On Mon, Aug 10, 2015 at 1:07 PM, Cody Koeninger <cody@koeninger.org> wrote:

> You need to keep a certain number of rdds around for checkpointing, based
> on e.g. the window size.  Those would all need to be loaded at once.
>
> On Mon, Aug 10, 2015 at 11:49 AM, Dmitry Goldenberg <
> dgoldenberg123@gmail.com> wrote:
>
>> Would there be a way to chunk up/batch up the contents of the
>> checkpointing directories as they're being processed by Spark Streaming?
>> Is it mandatory to load the whole thing in one go?
>>
>> On Mon, Aug 10, 2015 at 12:42 PM, Ted Yu <yuzhihong@gmail.com> wrote:
>>
>>> I wonder during recovery from a checkpoint whether we can estimate the
>>> size of the checkpoint and compare with Runtime.getRuntime().freeMemory
>>> ().
>>>
>>> If the size of checkpoint is much bigger than free memory, log warning,
>>> etc
>>>
>>> Cheers
>>>
>>> On Mon, Aug 10, 2015 at 9:34 AM, Dmitry Goldenberg <
>>> dgoldenberg123@gmail.com> wrote:
>>>
>>>> Thanks, Cody, will try that. Unfortunately due to a reinstall I don't
>>>> have the original checkpointing directory :(  Thanks for the clarification
>>>> on spark.driver.memory, I'll keep testing (at 2g things seem OK for now).
>>>>
>>>> On Mon, Aug 10, 2015 at 12:10 PM, Cody Koeninger <cody@koeninger.org>
>>>> wrote:
>>>>
>>>>> That looks like it's during recovery from a checkpoint, so it'd be
>>>>> driver memory not executor memory.
>>>>>
>>>>> How big is the checkpoint directory that you're trying to restore from?
>>>>>
>>>>> On Mon, Aug 10, 2015 at 10:57 AM, Dmitry Goldenberg <
>>>>> dgoldenberg123@gmail.com> wrote:
>>>>>
>>>>>> We're getting the below error.  Tried increasing
>>>>>> spark.executor.memory e.g. from 1g to 2g but the below error still
happens.
>>>>>>
>>>>>> Any recommendations? Something to do with specifying -Xmx in the
>>>>>> submit job scripts?
>>>>>>
>>>>>> Thanks.
>>>>>>
>>>>>> Exception in thread "main" java.lang.OutOfMemoryError: GC overhead
>>>>>> limit exceeded
>>>>>> at java.util.Arrays.copyOf(Arrays.java:3332)
>>>>>> at
>>>>>> java.lang.AbstractStringBuilder.expandCapacity(AbstractStringBuilder.java:137)
>>>>>> at
>>>>>> java.lang.AbstractStringBuilder.ensureCapacityInternal(AbstractStringBuilder.java:121)
>>>>>> at
>>>>>> java.lang.AbstractStringBuilder.append(AbstractStringBuilder.java:421)
>>>>>> at java.lang.StringBuilder.append(StringBuilder.java:136)
>>>>>> at java.lang.StackTraceElement.toString(StackTraceElement.java:173)
>>>>>> at
>>>>>> org.apache.spark.util.Utils$$anonfun$getCallSite$1.apply(Utils.scala:1212)
>>>>>> at
>>>>>> org.apache.spark.util.Utils$$anonfun$getCallSite$1.apply(Utils.scala:1190)
>>>>>> at
>>>>>> scala.collection.IndexedSeqOptimized$class.foreach(IndexedSeqOptimized.scala:33)
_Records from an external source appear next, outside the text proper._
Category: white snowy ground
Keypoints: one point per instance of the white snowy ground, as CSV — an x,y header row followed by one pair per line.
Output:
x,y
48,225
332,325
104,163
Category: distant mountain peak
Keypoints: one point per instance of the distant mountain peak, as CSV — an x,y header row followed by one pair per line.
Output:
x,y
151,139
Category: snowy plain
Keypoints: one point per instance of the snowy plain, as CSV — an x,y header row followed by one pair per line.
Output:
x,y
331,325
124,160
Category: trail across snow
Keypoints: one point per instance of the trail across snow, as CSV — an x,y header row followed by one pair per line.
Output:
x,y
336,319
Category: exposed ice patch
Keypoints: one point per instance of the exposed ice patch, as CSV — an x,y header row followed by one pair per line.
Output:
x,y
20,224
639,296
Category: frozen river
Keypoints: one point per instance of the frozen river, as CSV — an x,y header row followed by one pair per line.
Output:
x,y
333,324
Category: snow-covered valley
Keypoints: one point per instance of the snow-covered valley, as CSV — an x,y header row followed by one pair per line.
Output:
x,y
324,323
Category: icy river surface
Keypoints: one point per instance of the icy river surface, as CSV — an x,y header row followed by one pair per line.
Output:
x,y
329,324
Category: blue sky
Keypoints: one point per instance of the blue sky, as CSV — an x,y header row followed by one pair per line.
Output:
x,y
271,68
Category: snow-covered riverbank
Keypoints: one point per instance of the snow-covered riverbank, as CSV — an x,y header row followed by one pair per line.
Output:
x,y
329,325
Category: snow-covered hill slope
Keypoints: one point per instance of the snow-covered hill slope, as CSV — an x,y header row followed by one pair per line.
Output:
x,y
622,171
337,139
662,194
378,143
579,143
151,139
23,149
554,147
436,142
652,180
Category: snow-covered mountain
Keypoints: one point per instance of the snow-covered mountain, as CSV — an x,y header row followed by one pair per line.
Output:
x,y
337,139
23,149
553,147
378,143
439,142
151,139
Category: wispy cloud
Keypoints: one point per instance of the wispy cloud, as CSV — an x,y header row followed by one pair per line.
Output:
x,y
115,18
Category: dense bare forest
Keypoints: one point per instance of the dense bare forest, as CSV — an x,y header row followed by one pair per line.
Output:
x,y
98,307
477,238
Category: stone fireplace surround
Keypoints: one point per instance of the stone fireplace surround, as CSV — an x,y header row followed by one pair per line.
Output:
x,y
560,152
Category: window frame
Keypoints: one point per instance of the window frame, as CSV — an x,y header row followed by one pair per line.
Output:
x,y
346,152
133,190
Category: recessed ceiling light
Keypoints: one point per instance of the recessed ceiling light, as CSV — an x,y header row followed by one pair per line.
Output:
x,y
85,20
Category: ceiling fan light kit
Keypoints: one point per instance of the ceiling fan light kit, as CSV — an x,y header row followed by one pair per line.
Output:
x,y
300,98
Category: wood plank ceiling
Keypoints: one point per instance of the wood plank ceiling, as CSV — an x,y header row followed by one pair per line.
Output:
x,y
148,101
>>>>>> at scala.collection.mutable.ArrayOps$ofRef.foreach(ArrayOps.scala:108)
>>>>>> at org.apache.spark.util.Utils$.getCallSite(Utils.scala:1190)
>>>>>> at
>>>>>> org.apache.spark.SparkContext$$anonfun$getCallSite$2.apply(SparkContext.scala:1441)
>>>>>> at
>>>>>> org.apache.spark.SparkContext$$anonfun$getCallSite$2.apply(SparkContext.scala:1441)
>>>>>> at scala.Option.getOrElse(Option.scala:120)
>>>>>> at org.apache.spark.SparkContext.getCallSite(SparkContext.scala:1441)
>>>>>> at org.apache.spark.rdd.RDD.<init>(RDD.scala:1365)
>>>>>> at org.apache.spark.streaming.kafka.KafkaRDD.<init>(KafkaRDD.scala:46)
>>>>>> at
>>>>>> org.apache.spark.streaming.kafka.DirectKafkaInputDStream$DirectKafkaInputDStreamCheckpointData$$anonfun$restore$2.apply(DirectKafkaInputDStream.scala:155)
>>>>>> at
>>>>>> org.apache.spark.streaming.kafka.DirectKafkaInputDStream$DirectKafkaInputDStreamCheckpointData$$anonfun$restore$2.apply(DirectKafkaInputDStream.scala:153)
>>>>>> at
>>>>>> scala.collection.mutable.ResizableArray$class.foreach(ResizableArray.scala:59)
>>>>>> at scala.collection.mutable.ArrayBuffer.foreach(ArrayBuffer.scala:47)
>>>>>> at
>>>>>> org.apache.spark.streaming.kafka.DirectKafkaInputDStream$DirectKafkaInputDStreamCheckpointData.restore(DirectKafkaInputDStream.scala:153)
>>>>>> at
>>>>>> org.apache.spark.streaming.dstream.DStream.restoreCheckpointData(DStream.scala:402)
>>>>>> at
>>>>>> org.apache.spark.streaming.dstream.DStream$$anonfun$restoreCheckpointData$2.apply(DStream.scala:403)
>>>>>> at
>>>>>> org.apache.spark.streaming.dstream.DStream$$anonfun$restoreCheckpointData$2.apply(DStream.scala:403)
>>>>>> at scala.collection.immutable.List.foreach(List.scala:318)
>>>>>> at
>>>>>> org.apache.spark.streaming.dstream.DStream.restoreCheckpointData(DStream.scala:403)
>>>>>> at
>>>>>> org.apache.spark.streaming.dstream.DStream$$anonfun$restoreCheckpointData$2.apply(DStream.scala:403)
>>>>>> at
>>>>>> org.apache.spark.streaming.dstream.DStream$$anonfun$restoreCheckpointData$2.apply(DStream.scala:403)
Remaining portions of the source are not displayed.